Buy Japanese Stocks: Abe Elections Create Bullish Outlook
Last weekend's Japanese elections resulted in a victory for Prime Minister Shinzo Abe, which makes it much more likely that we will see prolonged stimulus programs aimed at promoting prospects for investment and upward pressures on consumer inflation. We are still well below the Bank of Japan's inflation target of 2%, so we the current stimulus programs that are in place in Japan will likely be in place for the foreseeable future. In addition to this, the results have solidified control over both parliamentary chambers for the Liberal Democratic Party headed by Abe, making it easier to pass needed reforms.

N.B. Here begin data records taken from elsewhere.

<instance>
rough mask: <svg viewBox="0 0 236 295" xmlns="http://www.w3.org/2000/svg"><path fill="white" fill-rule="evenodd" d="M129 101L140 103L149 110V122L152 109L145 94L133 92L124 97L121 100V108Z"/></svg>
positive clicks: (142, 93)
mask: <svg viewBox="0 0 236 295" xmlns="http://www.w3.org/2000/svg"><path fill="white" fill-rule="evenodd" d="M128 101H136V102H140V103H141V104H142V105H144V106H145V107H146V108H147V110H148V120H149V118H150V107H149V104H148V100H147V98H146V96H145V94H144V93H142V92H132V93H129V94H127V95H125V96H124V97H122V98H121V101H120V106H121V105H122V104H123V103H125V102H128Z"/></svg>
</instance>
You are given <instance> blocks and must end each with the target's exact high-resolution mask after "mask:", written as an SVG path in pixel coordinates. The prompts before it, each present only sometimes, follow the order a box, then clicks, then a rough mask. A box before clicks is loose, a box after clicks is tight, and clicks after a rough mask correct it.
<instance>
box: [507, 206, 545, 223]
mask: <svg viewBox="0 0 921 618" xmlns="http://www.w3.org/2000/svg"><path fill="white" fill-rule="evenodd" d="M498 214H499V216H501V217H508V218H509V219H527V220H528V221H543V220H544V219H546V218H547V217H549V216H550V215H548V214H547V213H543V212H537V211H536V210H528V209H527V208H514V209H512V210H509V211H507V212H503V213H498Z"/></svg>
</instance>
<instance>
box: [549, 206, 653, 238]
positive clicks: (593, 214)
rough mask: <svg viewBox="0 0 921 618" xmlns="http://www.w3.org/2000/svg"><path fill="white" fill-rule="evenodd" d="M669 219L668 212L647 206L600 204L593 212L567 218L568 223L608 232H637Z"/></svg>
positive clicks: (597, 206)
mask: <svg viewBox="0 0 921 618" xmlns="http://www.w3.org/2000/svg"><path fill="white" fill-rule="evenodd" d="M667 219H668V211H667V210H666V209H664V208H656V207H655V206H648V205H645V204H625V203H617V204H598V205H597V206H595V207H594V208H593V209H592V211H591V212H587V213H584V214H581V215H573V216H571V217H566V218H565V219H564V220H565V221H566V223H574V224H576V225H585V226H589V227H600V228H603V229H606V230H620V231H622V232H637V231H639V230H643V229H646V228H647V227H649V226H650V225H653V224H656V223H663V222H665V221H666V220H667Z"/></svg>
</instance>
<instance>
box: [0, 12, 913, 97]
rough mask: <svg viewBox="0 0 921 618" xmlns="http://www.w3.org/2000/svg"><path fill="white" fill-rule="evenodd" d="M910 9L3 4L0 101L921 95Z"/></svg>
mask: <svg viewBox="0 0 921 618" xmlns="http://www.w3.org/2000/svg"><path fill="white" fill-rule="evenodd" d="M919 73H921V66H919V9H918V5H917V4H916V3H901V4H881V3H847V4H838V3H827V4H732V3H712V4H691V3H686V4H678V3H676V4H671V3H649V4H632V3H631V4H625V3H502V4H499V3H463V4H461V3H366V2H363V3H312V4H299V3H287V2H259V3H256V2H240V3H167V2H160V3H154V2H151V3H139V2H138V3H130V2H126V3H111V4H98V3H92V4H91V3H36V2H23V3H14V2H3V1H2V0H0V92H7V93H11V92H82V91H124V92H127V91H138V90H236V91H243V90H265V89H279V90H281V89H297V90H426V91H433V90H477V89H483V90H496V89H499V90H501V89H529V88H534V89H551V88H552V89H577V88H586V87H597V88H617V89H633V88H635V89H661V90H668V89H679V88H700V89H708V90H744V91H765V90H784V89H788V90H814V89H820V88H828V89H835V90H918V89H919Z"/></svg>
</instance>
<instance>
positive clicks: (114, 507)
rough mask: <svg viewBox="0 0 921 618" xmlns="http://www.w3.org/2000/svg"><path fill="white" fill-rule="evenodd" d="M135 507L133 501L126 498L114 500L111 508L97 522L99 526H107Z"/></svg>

So far, this commitment to enacting structural reforms has been a large positive for Japanese stocks and a major source of weakness for the Japanese yen. With the latest election results, investors can play these trends by using the iShares MSCI Japan Index ETF (NYSEARCA:EWJ) for buy positions while assuming a bearish stance on the CurrencyShares Japanese Yen Trust (NYSEARCA:FXY).
But to detail the opposing view, a few factors should be noted. First, a good deal of skepticism has been expressed toward Abe, given the fact that we have seen roughly 15 different Prime Ministers in Japan in the last 20 years -- all promising sweeping economic reform and little to be seen in the way of material progress. In addition to this, some could argue that the "easy money" in Japanese stocks has already been made as both the Nikkei 225 and TOPIX are up by about 40% year-to-date. But when we look to comparative valuations (using global counterparts in Europe and the US), Japan's benchmark stock indices still look very attractive. And when we add to this the political commitment to continued monetary stimulus, the iShares MSCI Japan Index ETF, offers a low risk, high reward buying opportunity.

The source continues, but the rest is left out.